Jacobson, who has played almost zero rugby on the openside has been touted as Test-level 7 – simply because he can do all the jobs required of a modern-day loosie.
“I feel a lot more comfortable at 6 and 8,” said Jacobson at the Super Rugby launch. “I’ve had a little bit of time in the saddle at 7 to build a little confidence there.
“I’m not too phased where I am, as long as I’m out on the pitch. If that’s where the team wants me then sweet as, no dramas.”
Savea has also covered all three loose forward roles between the Hurricanes and the All Blacks while Cane has been used at the back of the scrum for the Chiefs.
In the Chiefs’ game against the Reds, late in the 2019 season, Cane was originally named on the blindside with Lachlan Boshier at 7 but when the pair ran out of the tunnel for the match, it was Boshier who’d been handed the No.6 jersey.
“To be honest, it wouldn’t worry me which number they have on their back,” said Chiefs forwards coach Neil Barnes ahead of the game. “We talk about what roles they’re going to do from a set-piece and, from there, it’s just rugby and they play, so it’s not a big deal.”
Cane also shed some light on the situation.
“As soon as [the team] got announced, Lachie and I talked and Neil came over and said ‘I don’t care which jersey you guys wear, you guys sort it out’.
“We were like ‘well I’m doing seven at line-out, Lachie’s doing six at lineout’. I said [to Boshier] ‘do you want to do seven at scrum time?’, he goes ‘I don’t really mind’. I said ‘sweet, I don’t mind either.’”
Because there’s so much more to the roles than simply tackling or causing a ruckus at the breakdown, the similarities between the two positions have grown so much compared to the aspects that make them unique that distinguishing between the two is almost pointless.

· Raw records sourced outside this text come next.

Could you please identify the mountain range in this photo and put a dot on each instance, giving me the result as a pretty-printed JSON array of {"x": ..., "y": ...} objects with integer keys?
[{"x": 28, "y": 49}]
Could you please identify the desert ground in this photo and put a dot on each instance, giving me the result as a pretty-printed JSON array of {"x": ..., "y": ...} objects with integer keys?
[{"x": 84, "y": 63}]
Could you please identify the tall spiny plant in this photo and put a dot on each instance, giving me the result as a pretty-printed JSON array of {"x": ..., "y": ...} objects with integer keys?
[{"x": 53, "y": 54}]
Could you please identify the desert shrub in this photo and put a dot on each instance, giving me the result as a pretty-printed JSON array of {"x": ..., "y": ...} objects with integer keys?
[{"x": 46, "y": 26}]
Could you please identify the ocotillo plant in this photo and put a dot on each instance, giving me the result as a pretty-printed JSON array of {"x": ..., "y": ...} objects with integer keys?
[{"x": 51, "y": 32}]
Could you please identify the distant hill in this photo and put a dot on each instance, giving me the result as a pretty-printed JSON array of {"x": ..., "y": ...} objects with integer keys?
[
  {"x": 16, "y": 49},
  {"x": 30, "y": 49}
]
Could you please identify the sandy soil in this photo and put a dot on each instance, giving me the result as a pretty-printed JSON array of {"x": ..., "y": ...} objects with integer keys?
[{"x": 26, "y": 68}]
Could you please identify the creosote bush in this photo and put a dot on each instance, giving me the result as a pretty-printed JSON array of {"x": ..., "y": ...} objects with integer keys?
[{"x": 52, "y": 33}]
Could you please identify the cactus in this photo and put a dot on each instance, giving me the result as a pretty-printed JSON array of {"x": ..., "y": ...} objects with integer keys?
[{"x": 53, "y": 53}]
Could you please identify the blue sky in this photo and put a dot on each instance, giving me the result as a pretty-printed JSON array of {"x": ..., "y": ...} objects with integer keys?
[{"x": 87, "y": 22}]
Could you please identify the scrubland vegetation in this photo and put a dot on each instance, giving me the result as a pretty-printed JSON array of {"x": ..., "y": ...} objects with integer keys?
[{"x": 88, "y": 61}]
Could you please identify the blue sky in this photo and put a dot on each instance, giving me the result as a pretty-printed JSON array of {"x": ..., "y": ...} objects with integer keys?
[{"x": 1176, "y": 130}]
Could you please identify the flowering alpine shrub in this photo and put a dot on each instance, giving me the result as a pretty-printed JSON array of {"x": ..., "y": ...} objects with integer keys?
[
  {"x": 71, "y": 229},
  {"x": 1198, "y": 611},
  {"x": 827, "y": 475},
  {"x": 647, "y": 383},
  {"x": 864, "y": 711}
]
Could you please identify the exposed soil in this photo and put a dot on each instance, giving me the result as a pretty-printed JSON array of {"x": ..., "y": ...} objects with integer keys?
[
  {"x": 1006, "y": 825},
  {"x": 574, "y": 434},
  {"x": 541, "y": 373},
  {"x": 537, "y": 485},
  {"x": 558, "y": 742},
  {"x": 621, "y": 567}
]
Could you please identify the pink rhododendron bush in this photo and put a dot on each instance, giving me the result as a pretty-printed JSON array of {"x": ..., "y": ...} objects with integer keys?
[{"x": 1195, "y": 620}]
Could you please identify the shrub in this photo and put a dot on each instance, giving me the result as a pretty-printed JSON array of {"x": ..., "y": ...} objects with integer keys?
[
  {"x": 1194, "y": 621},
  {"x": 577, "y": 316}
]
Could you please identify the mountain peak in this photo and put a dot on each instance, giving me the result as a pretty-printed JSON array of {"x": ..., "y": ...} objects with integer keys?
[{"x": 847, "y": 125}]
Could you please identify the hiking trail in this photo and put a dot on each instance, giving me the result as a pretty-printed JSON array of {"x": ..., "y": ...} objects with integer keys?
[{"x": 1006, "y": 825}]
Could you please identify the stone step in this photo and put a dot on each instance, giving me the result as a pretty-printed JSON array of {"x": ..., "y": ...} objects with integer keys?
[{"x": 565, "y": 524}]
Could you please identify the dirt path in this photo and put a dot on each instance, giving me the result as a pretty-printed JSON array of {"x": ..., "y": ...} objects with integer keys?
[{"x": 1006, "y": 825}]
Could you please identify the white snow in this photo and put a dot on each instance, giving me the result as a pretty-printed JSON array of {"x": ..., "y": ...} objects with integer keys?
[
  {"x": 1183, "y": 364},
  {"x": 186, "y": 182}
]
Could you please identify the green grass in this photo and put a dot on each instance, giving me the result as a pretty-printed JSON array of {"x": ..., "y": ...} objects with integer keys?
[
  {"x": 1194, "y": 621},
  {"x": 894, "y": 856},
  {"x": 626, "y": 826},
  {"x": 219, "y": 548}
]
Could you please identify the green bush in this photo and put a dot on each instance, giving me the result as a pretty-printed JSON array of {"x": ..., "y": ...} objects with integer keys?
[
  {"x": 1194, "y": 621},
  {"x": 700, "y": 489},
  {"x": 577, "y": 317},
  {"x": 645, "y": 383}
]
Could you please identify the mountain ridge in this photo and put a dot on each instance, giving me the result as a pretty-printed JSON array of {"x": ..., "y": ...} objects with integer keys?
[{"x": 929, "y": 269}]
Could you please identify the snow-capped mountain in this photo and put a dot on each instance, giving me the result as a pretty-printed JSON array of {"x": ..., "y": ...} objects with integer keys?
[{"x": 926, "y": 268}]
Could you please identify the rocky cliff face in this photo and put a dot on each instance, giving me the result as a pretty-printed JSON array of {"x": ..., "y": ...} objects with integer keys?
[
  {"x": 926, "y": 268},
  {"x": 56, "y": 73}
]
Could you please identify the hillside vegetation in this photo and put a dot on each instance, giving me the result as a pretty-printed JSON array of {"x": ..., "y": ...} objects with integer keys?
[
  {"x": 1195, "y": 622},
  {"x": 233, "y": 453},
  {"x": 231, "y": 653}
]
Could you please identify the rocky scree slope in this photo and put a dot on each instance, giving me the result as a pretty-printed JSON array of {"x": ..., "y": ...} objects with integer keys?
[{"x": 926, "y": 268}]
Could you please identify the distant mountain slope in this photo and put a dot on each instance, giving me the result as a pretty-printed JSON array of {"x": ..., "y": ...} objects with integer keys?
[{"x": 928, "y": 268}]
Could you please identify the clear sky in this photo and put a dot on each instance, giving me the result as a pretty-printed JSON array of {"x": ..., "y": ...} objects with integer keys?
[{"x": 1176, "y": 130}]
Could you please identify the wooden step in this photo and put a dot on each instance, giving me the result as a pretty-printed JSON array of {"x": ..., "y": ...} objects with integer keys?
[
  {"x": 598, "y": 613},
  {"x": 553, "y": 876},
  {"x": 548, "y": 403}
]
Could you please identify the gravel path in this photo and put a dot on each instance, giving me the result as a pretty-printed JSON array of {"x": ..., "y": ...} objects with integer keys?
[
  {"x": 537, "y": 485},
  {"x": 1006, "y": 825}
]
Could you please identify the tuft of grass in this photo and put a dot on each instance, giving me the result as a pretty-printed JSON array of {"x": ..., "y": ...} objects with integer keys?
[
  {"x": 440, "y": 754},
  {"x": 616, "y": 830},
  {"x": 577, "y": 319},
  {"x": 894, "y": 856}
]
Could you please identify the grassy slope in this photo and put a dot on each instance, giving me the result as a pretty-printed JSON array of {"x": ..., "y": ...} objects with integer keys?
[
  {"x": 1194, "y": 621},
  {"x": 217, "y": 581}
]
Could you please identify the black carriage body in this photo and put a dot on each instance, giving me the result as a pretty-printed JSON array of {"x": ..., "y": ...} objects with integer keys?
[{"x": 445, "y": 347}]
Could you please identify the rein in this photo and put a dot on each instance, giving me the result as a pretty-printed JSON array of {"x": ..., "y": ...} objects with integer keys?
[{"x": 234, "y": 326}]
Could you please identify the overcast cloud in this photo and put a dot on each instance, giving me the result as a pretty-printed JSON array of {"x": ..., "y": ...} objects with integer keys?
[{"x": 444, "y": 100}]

The current crop of New Zealand loose forwards that will contest for spots in the first All Blacks squad for the year are all more than capable of playing in at least two positions.
Incumbents Cane and Savea can effectively operate across the whole back row. Jacobson and Blues flank Dalton Papalii are in a similar boat – though their comparative lack of experience means they haven’t had the chance to show off their abilities in all three positions at Super Rugby level yet.
Then there are the hybrid lock/flankers like Barrett, Fifita, Frizell and Tom Robinson.
It’s fast becoming apparent that to progress to the next level, you’re going to need at least a few strings to your both – especially with compacted squads, such as at the World Cup.
With just 31 men allowed, the ability to cover more than one position is imperative and, thankfully, most of New Zealand’s loose forwards are capable of doing so.
The role of a loose forward has grown considerably since the early years of professionalism where specialisation was key. Now, strength lies in the breadth of skills and selection at the highest levels is becoming more and more dependent on it.